Orban’lar, Uluslararası kapitalizmin 2008 yılından beri bir türlü aşmayı başaramadığı çoklu krizinin birer mahsulü. Birçok ülkede İstikrarlı bir sermaye birikimi bu koşullar altında bir parlamenter demokratik araçlar paketiyle sürdürülemiyor. Kriz halindeki kapitalizmin militarist, yayılmacı, mafyatik, işçi sınıfı karşıtı, toplumsal cinsiyet eşitliğini reddeden, farklı kimlikleri ötekileştiren ve doğaya yıkım getiren yanı iyice belirginleşiyor.
Bu süreç kuşku yok ki Macaristan’a özgü değil, uluslararası bir eğilimin yansıması. Kapitalizmin buhran koşullarında bu tip yarı sömürge toplumlar, liberal demokratik olasılıklarını hızla tüketmekte, ulusal kapitalist pazarın sürekliliğinin güvencesi ise olağan üstü yetkilerle donatılmış yerli ve milli bonapartlar olmakta. Nasıl? Hikâye tanıdık geliyor değil mi?

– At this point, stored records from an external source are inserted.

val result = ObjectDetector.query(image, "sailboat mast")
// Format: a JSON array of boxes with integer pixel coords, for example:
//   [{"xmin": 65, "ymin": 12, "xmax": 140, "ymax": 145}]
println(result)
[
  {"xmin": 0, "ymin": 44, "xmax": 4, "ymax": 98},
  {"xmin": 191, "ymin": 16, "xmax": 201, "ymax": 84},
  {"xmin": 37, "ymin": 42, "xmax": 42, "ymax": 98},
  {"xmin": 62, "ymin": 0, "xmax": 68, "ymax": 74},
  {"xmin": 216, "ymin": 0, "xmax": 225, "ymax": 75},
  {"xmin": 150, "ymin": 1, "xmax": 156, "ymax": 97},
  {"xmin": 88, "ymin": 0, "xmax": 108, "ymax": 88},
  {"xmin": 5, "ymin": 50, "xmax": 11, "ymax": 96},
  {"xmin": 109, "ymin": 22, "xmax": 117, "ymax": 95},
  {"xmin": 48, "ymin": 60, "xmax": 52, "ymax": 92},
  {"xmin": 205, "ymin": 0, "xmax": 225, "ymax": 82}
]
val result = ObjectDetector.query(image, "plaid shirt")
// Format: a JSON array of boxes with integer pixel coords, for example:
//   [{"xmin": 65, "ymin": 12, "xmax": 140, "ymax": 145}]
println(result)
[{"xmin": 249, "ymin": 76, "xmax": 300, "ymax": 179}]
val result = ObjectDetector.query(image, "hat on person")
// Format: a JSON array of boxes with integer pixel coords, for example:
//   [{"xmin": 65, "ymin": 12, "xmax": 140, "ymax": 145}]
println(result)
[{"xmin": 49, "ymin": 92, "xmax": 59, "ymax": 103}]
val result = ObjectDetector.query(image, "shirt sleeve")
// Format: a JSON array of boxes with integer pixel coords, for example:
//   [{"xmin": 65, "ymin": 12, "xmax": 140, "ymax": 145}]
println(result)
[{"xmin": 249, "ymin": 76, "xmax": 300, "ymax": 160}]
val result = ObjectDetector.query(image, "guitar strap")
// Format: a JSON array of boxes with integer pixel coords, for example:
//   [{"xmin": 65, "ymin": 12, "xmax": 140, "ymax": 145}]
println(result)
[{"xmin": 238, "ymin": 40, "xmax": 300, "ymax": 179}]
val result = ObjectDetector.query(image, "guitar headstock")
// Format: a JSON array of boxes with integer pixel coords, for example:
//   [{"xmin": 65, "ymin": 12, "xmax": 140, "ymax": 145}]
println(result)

Macaristan’daki seçimler, ülkenin içinde bulunduğu aşırı bölünmeyi tescil etmiş oldu. Ülkenin bağımlılığını ve yıkımını her geçen gün derinleştiren bir egemen sınıf bloku ile Macar proletaryası arasındaki karşıtlık bir yanda birikmekte iken, ülkeyi yönetilebilir kılmak için uygulanan -Macar proletaryasını atomlarına kadar parçalayan- siyasal çizgi bir başka yanda birikerek gerçek bir fay hattı oluşturuyor. Emek ve sermaye, yerli ve göçmen işçiler, kadın ve erkek emekçiler, salgın koşullarında bilim ve ezoterizm, muhafazakâr değerler ve gereksiz “liberal” özgürlükler, Putin yanlıları ve AB’ciler, milliyetçilik ve kozmopolitlik, şehirler ve kırlar. Macaristan her yandan bölünmüş bir toplum. İşte Orban’ın ve temsil ettiği egemen sınıfın üzerinde yükseldiği sihir bu.
Macaristan’ı artan bir yoksullaşma, işsizlik dalgası, muhafazakâr cendere ve bölgesel askeri gerginlikler bekliyor. Ama tüm bunlar aynı zamanda yaşanacaksa, gelecekteki bir devrimci seferberlik dalgasının da ana besin kaynakları olacak. Bunun için tek eksik, Macar emekçi yığınlarını yeniden tüm renkleriyle ve devrimci bir mücadele programı etrafında toparlayabilecek bağımsız ve devrimci bir işçi hareketinin inşası ve ulusun karşısına onu alternatif olarak yerleştirebilmek. Bu size ütopik gelebilir. Ama son Macar seçimleri asıl ütopik olanın liberal hayaller olduğunu berrak bir biçimde ortaya koydu. Bu dersi hiç akıldan çıkarmayalım.